Speaker Profile
David Kelso Henderson

David Kelso Henderson MD

Infectious Disease, Internal Medicine
Bethesda, Maryland, United States of America

Connect with the speaker?

Dr. David K. Henderson was born in Fort Wayne, Indiana, in 1947, and grew up in Wabash, Indiana. He received his B.A. from Hanover College in 1969, and his M.D. from the University of Chicago Pritzker School of Medicine in 1973. Dr. Henderson completed his internship (1973-74), residency in internal medicine (1974-76), and a fellowship in infectious diseases (1976-78) at Los Angeles County, Harbor-UCLA Medical Center in Torrance, California. From 1978-79 he was Assistant Professor of Medicine at the University of California at Los Angeles School of Medicine. In 1979, he was hired by the National Institutes of Health Clinical Center as the Center’s first Hospital Epidemiologist, a position he held until 2014. Positions Dr. Henderson held concurrently (and beyond) at the Clinical Center: Coordinator of AIDS Activities (1985-88); Associate Director for Clinical Quality, Patient Safety, and Hospital Epidemiology (1988-2020); and Deputy Director for Clinical Care (1994-2020).

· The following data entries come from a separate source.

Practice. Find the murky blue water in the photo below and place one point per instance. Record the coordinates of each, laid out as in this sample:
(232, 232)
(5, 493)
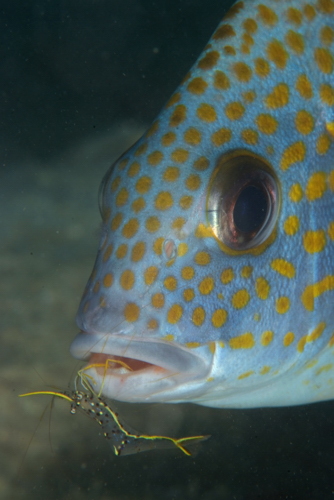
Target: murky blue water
(79, 82)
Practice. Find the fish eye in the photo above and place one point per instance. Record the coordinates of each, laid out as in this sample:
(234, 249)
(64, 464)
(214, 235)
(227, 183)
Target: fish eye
(243, 200)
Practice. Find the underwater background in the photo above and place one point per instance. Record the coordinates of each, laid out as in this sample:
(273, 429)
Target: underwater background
(80, 81)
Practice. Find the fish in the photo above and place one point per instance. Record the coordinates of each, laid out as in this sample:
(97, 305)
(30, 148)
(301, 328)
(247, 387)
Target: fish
(123, 439)
(214, 278)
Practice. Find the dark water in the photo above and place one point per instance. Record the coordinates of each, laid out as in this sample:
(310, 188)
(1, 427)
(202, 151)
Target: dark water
(79, 82)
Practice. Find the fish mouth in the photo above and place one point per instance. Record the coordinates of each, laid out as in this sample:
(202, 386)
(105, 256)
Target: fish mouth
(140, 370)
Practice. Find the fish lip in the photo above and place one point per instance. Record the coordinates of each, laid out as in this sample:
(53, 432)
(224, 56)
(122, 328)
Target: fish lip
(164, 354)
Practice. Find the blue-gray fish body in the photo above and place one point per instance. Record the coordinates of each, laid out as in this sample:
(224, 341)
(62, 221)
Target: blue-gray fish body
(214, 281)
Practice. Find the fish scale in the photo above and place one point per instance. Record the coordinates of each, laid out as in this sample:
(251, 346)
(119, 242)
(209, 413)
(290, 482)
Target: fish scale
(219, 312)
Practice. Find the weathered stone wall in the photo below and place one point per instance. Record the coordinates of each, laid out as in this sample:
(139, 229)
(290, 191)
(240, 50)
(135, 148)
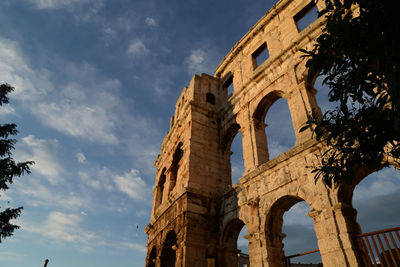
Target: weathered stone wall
(194, 200)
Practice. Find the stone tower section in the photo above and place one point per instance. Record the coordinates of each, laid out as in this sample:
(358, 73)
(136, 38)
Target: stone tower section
(197, 213)
(190, 175)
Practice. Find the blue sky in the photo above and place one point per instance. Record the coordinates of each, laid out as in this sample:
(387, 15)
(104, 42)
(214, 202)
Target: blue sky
(96, 82)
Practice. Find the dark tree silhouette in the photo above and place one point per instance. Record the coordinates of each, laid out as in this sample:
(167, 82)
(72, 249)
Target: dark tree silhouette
(358, 54)
(8, 167)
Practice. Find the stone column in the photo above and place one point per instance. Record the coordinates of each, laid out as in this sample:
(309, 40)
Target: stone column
(301, 103)
(248, 148)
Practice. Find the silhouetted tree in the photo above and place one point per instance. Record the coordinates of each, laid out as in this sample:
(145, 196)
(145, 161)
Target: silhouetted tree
(8, 167)
(358, 54)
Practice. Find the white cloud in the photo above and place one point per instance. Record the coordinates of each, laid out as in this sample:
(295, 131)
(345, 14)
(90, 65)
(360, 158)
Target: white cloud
(6, 110)
(201, 61)
(151, 22)
(82, 10)
(91, 122)
(44, 153)
(381, 183)
(61, 227)
(102, 180)
(38, 195)
(86, 108)
(137, 48)
(131, 184)
(139, 247)
(14, 69)
(80, 157)
(55, 4)
(297, 215)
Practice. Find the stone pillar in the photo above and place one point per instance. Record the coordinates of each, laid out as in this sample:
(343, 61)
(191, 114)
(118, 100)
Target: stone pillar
(301, 104)
(336, 233)
(193, 256)
(256, 249)
(248, 148)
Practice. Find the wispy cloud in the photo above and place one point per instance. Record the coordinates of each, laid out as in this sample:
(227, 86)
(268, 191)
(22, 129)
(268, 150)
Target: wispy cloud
(61, 227)
(133, 185)
(138, 247)
(36, 194)
(97, 179)
(137, 48)
(80, 157)
(56, 4)
(44, 153)
(202, 60)
(151, 22)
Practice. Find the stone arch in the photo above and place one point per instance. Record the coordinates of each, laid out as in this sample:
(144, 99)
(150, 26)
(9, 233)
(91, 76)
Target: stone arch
(228, 242)
(160, 187)
(152, 258)
(175, 166)
(258, 117)
(168, 253)
(210, 98)
(273, 227)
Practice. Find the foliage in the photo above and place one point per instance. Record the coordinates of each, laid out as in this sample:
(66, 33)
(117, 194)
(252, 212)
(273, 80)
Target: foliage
(8, 167)
(358, 54)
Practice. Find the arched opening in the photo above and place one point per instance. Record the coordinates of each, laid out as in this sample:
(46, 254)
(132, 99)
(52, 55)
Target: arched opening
(160, 188)
(297, 227)
(235, 245)
(375, 198)
(175, 167)
(168, 253)
(152, 258)
(300, 236)
(210, 98)
(273, 127)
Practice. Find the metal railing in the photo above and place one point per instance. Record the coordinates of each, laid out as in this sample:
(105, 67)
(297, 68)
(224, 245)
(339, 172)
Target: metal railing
(287, 262)
(377, 253)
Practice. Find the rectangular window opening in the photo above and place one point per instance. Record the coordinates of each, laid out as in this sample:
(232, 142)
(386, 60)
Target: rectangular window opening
(228, 85)
(260, 55)
(306, 16)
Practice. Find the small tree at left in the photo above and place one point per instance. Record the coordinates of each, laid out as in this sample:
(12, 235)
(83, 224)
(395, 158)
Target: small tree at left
(8, 168)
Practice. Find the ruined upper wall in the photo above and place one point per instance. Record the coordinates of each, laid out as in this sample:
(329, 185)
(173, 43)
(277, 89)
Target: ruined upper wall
(277, 30)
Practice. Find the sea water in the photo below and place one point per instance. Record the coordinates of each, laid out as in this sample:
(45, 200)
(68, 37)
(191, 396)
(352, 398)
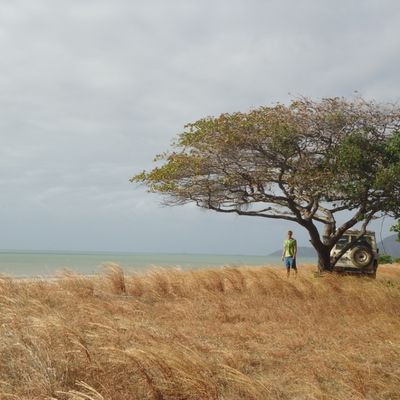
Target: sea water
(47, 263)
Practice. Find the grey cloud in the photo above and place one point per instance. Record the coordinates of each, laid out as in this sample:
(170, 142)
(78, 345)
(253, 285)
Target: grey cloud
(91, 91)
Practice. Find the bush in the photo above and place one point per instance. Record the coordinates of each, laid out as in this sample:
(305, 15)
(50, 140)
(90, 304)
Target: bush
(385, 259)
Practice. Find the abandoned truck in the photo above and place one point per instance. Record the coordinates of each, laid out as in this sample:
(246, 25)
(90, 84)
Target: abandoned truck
(362, 255)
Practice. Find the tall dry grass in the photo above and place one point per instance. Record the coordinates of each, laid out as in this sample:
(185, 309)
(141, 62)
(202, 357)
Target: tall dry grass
(231, 333)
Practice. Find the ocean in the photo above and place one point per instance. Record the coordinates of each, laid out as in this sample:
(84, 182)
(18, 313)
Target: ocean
(47, 263)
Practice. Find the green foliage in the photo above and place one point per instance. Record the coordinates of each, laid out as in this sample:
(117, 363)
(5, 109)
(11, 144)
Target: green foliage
(385, 259)
(303, 162)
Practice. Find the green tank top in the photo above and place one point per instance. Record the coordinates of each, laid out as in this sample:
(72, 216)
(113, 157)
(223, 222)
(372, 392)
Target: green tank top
(289, 245)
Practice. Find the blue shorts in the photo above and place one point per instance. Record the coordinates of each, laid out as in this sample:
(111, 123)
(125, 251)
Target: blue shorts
(290, 262)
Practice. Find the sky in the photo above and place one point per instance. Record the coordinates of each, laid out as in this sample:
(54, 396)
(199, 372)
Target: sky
(91, 91)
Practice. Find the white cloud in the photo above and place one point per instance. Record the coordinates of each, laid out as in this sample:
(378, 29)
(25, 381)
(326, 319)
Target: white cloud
(91, 91)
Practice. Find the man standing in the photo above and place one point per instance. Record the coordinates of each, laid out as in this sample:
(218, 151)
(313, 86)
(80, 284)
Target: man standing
(289, 253)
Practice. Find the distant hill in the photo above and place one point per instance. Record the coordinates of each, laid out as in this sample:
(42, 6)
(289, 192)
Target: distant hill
(389, 246)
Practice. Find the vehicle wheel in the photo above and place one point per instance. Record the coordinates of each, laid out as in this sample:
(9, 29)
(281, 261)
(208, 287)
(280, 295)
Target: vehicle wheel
(361, 256)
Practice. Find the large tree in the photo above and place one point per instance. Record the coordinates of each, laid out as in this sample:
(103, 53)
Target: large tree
(307, 162)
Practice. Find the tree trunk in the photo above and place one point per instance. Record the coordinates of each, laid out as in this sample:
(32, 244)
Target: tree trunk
(323, 250)
(324, 259)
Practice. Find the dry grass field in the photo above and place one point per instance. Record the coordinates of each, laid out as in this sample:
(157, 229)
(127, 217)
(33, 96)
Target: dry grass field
(230, 333)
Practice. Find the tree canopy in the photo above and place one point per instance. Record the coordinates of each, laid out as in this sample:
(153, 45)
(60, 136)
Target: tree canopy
(304, 162)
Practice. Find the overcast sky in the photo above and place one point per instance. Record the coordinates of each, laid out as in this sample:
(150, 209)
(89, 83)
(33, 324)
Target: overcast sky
(91, 91)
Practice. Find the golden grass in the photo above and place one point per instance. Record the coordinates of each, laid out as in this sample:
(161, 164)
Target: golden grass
(231, 333)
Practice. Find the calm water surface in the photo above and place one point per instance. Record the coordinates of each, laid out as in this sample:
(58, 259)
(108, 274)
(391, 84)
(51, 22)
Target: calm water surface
(44, 263)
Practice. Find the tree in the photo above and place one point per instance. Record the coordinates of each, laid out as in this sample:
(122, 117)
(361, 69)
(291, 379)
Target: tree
(396, 228)
(308, 162)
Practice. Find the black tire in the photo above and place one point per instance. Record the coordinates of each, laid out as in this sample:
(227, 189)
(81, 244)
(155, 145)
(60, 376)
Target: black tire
(361, 256)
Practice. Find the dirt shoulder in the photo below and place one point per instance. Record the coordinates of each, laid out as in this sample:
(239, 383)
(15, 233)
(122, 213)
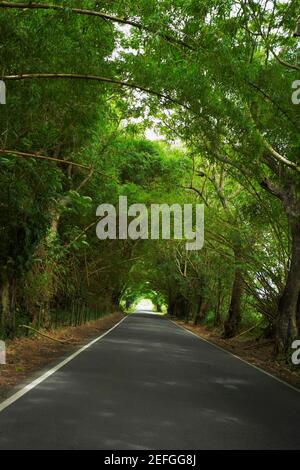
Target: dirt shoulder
(257, 352)
(26, 356)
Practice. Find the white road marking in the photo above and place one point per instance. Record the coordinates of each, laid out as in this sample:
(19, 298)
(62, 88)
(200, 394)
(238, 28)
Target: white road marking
(54, 369)
(239, 358)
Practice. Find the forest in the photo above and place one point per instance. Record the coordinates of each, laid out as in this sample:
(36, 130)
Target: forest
(182, 101)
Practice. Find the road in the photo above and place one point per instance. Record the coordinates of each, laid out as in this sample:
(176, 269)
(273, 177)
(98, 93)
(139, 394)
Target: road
(150, 384)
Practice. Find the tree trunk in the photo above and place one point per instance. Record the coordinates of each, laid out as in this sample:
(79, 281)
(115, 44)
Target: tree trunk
(217, 319)
(8, 305)
(234, 314)
(201, 312)
(286, 325)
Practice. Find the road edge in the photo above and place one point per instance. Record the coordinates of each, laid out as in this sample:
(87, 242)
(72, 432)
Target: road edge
(15, 396)
(237, 357)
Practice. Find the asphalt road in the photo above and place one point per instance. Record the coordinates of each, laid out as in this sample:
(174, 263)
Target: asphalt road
(149, 384)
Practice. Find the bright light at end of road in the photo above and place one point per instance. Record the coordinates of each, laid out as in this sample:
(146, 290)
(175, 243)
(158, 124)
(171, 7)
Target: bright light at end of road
(145, 304)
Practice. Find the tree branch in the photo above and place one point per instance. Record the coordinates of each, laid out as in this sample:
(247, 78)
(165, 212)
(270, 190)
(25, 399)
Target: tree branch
(31, 76)
(104, 16)
(15, 153)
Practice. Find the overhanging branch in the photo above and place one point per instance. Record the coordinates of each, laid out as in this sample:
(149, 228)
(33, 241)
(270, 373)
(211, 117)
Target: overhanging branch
(75, 76)
(104, 16)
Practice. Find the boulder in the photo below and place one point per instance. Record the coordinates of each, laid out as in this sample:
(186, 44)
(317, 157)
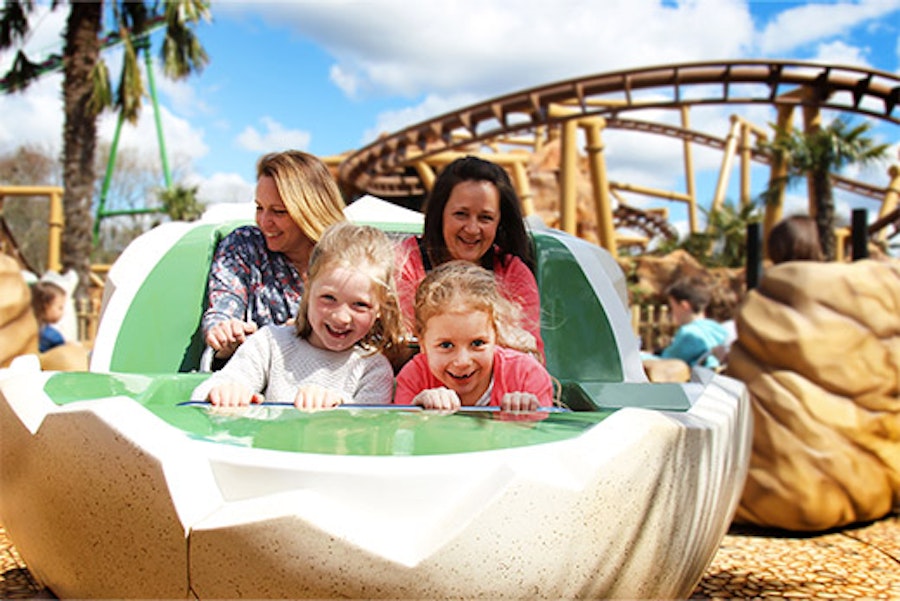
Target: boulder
(18, 326)
(819, 349)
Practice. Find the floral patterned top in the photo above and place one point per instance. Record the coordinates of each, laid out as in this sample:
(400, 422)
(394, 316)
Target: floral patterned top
(247, 281)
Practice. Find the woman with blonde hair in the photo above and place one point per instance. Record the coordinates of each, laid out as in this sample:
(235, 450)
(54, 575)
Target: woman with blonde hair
(335, 352)
(256, 276)
(795, 238)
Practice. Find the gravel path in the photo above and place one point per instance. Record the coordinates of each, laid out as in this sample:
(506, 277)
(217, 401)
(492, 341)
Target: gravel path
(861, 562)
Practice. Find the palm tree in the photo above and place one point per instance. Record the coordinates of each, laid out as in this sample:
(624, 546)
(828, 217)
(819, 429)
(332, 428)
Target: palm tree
(817, 153)
(87, 90)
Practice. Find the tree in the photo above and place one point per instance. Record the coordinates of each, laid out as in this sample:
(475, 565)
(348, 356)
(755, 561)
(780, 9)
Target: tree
(817, 153)
(181, 203)
(87, 90)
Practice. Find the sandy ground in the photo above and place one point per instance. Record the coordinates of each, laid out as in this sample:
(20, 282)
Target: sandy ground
(853, 563)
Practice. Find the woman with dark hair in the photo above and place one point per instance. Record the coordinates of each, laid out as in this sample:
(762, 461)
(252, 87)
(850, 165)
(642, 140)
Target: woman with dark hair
(473, 214)
(795, 238)
(256, 276)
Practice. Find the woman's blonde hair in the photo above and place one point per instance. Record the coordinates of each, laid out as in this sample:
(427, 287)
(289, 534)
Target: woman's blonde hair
(368, 249)
(464, 286)
(307, 189)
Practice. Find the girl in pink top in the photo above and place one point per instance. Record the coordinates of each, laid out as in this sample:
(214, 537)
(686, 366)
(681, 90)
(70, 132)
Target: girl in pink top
(473, 214)
(472, 351)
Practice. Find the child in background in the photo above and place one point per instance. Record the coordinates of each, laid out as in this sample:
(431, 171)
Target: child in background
(472, 350)
(696, 336)
(333, 354)
(48, 300)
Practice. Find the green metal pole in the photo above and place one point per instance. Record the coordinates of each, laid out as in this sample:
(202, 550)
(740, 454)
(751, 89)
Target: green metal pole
(145, 46)
(110, 166)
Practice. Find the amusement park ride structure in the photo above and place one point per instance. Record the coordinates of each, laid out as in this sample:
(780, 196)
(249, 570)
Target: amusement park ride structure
(404, 164)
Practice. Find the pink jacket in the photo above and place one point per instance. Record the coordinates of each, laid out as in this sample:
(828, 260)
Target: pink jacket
(514, 280)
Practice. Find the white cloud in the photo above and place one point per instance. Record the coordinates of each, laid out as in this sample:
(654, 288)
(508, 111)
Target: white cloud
(839, 53)
(486, 47)
(273, 137)
(33, 117)
(434, 104)
(808, 23)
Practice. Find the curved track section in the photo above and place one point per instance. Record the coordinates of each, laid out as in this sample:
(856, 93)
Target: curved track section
(381, 167)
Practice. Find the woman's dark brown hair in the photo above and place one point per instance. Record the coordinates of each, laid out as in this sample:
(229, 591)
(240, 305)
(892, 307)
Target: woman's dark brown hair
(512, 239)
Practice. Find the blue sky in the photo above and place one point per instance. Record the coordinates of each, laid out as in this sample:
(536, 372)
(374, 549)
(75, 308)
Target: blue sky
(327, 76)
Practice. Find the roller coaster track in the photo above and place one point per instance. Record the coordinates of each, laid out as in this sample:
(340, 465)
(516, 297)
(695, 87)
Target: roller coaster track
(403, 185)
(386, 167)
(842, 88)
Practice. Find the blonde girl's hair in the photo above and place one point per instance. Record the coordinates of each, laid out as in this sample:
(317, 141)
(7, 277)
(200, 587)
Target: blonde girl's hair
(350, 246)
(307, 189)
(464, 286)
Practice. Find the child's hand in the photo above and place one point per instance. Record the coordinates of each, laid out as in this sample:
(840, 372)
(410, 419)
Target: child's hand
(232, 394)
(519, 401)
(442, 399)
(312, 397)
(226, 336)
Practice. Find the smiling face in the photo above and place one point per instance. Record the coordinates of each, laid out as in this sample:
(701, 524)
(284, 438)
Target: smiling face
(342, 308)
(281, 232)
(55, 309)
(470, 220)
(460, 347)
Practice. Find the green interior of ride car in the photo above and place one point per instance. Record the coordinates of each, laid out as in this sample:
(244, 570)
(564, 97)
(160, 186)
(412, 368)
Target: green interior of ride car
(160, 331)
(345, 431)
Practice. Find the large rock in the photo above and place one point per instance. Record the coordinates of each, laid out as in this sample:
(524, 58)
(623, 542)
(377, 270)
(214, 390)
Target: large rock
(819, 349)
(18, 326)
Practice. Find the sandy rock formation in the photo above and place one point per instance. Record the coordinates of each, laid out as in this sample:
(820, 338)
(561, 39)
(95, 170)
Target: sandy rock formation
(819, 349)
(18, 327)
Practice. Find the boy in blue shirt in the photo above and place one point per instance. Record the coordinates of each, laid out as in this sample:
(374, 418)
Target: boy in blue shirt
(697, 335)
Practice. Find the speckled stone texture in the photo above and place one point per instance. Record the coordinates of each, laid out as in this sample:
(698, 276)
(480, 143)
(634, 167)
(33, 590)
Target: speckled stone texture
(105, 500)
(819, 349)
(858, 562)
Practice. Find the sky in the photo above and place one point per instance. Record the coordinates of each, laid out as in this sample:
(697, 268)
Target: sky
(328, 76)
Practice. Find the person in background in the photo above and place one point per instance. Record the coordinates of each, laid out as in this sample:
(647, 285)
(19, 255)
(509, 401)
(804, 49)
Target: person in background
(333, 353)
(472, 351)
(697, 336)
(794, 238)
(473, 214)
(256, 276)
(48, 300)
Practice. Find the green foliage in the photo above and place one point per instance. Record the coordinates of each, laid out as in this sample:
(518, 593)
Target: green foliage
(724, 243)
(817, 153)
(180, 203)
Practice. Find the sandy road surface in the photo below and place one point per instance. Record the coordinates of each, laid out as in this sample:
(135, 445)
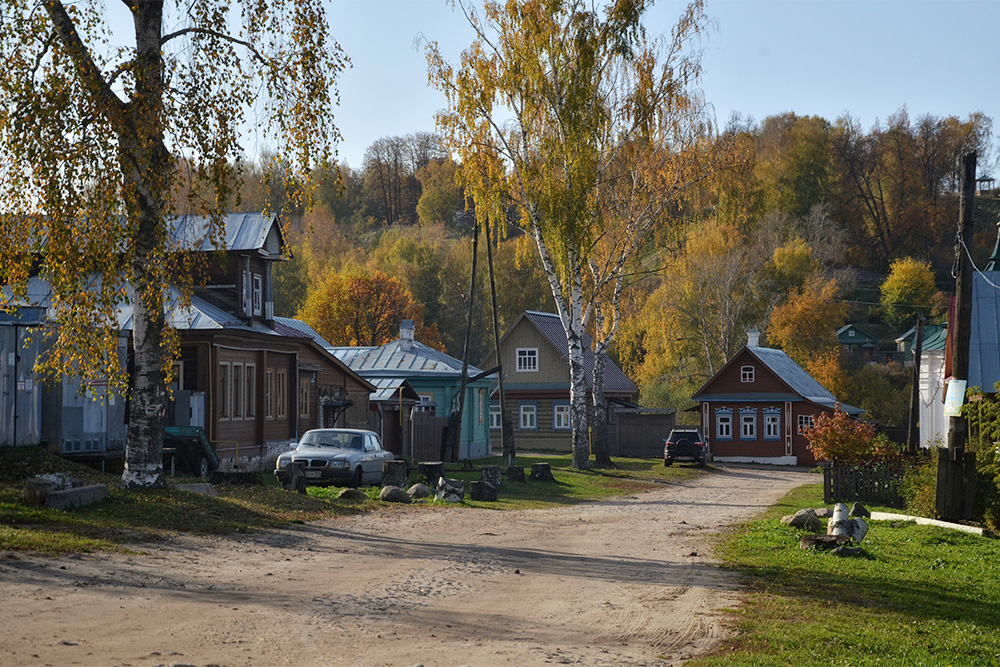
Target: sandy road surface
(628, 581)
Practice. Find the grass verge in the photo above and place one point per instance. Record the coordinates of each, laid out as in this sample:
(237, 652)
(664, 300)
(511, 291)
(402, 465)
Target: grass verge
(131, 517)
(921, 596)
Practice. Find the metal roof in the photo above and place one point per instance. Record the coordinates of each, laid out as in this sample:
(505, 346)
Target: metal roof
(984, 335)
(243, 231)
(551, 327)
(398, 359)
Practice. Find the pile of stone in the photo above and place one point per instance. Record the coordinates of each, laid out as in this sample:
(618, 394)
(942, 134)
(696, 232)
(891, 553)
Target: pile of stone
(845, 529)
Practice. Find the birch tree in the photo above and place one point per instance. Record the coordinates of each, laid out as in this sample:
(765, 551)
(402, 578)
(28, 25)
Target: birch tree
(541, 105)
(93, 123)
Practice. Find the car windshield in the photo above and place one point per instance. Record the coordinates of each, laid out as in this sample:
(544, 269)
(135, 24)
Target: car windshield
(341, 439)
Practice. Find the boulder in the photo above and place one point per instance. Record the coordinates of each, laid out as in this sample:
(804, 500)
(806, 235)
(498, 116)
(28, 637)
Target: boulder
(450, 488)
(418, 491)
(352, 494)
(393, 494)
(805, 519)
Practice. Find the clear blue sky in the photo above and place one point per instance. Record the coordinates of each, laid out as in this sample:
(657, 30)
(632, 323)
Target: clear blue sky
(763, 57)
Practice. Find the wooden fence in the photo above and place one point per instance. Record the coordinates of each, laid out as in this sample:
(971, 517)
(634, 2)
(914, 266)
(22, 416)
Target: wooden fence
(878, 483)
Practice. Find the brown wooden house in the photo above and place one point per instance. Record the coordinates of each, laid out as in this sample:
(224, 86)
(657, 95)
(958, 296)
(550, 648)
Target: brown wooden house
(755, 408)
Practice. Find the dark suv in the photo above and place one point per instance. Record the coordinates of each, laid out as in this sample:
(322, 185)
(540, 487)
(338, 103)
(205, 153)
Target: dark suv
(685, 445)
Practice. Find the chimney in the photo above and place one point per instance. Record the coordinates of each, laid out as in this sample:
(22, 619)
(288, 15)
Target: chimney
(406, 334)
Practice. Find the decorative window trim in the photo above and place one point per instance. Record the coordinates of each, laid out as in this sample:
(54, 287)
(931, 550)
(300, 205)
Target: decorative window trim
(772, 418)
(724, 417)
(496, 416)
(561, 416)
(526, 360)
(804, 422)
(748, 424)
(527, 415)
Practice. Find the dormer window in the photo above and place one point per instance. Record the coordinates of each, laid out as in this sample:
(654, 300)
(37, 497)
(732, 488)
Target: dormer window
(527, 360)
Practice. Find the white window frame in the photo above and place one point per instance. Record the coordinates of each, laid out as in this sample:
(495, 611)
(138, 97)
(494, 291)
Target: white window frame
(527, 417)
(724, 418)
(772, 425)
(805, 421)
(561, 420)
(748, 425)
(526, 360)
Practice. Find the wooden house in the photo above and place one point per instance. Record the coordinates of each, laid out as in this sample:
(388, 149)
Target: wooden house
(756, 406)
(535, 359)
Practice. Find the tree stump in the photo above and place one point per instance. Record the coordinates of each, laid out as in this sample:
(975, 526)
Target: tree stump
(491, 474)
(515, 473)
(36, 490)
(294, 478)
(394, 473)
(483, 491)
(541, 472)
(432, 471)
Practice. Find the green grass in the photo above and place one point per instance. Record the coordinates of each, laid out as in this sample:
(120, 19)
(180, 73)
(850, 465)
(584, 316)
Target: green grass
(128, 518)
(921, 596)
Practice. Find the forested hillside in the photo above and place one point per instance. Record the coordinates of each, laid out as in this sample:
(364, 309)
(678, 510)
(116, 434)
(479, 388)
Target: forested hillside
(796, 236)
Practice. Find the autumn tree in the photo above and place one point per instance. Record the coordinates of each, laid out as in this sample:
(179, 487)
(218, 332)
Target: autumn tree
(358, 308)
(909, 291)
(91, 139)
(540, 106)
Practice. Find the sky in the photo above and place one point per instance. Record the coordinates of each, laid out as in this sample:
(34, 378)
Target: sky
(762, 57)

Since retiring from his position as Deputy Director for Clinical Care in January 2020, Dr. Henderson serves as Senior Consultant to the Chief Executive Officer for the Clinical Center. He has published more than 160 peer-reviewed journal articles as well as dozens of book chapters, served on numerous editorial boards, including Annals of Internal Medicine, and has been an invited speaker internationally. Dr. Henderson’s membership in medical organizations has focused on those in infectious diseases and hospital epidemiology. He has consulted with numerous organizations, served on national steering committees, and is a fellow of the Infectious Disease Society of America, the American College of Physicians, and the Society of Healthcare Epidemiology of America, as well as a founder and 2020 president of SHEA. Dr. Henderson has won many awards, including numerous NIH Director’s Awards, the Feinstein Award from the American College of Physicians for career contributions to clinical epidemiology, and the Service to America Award.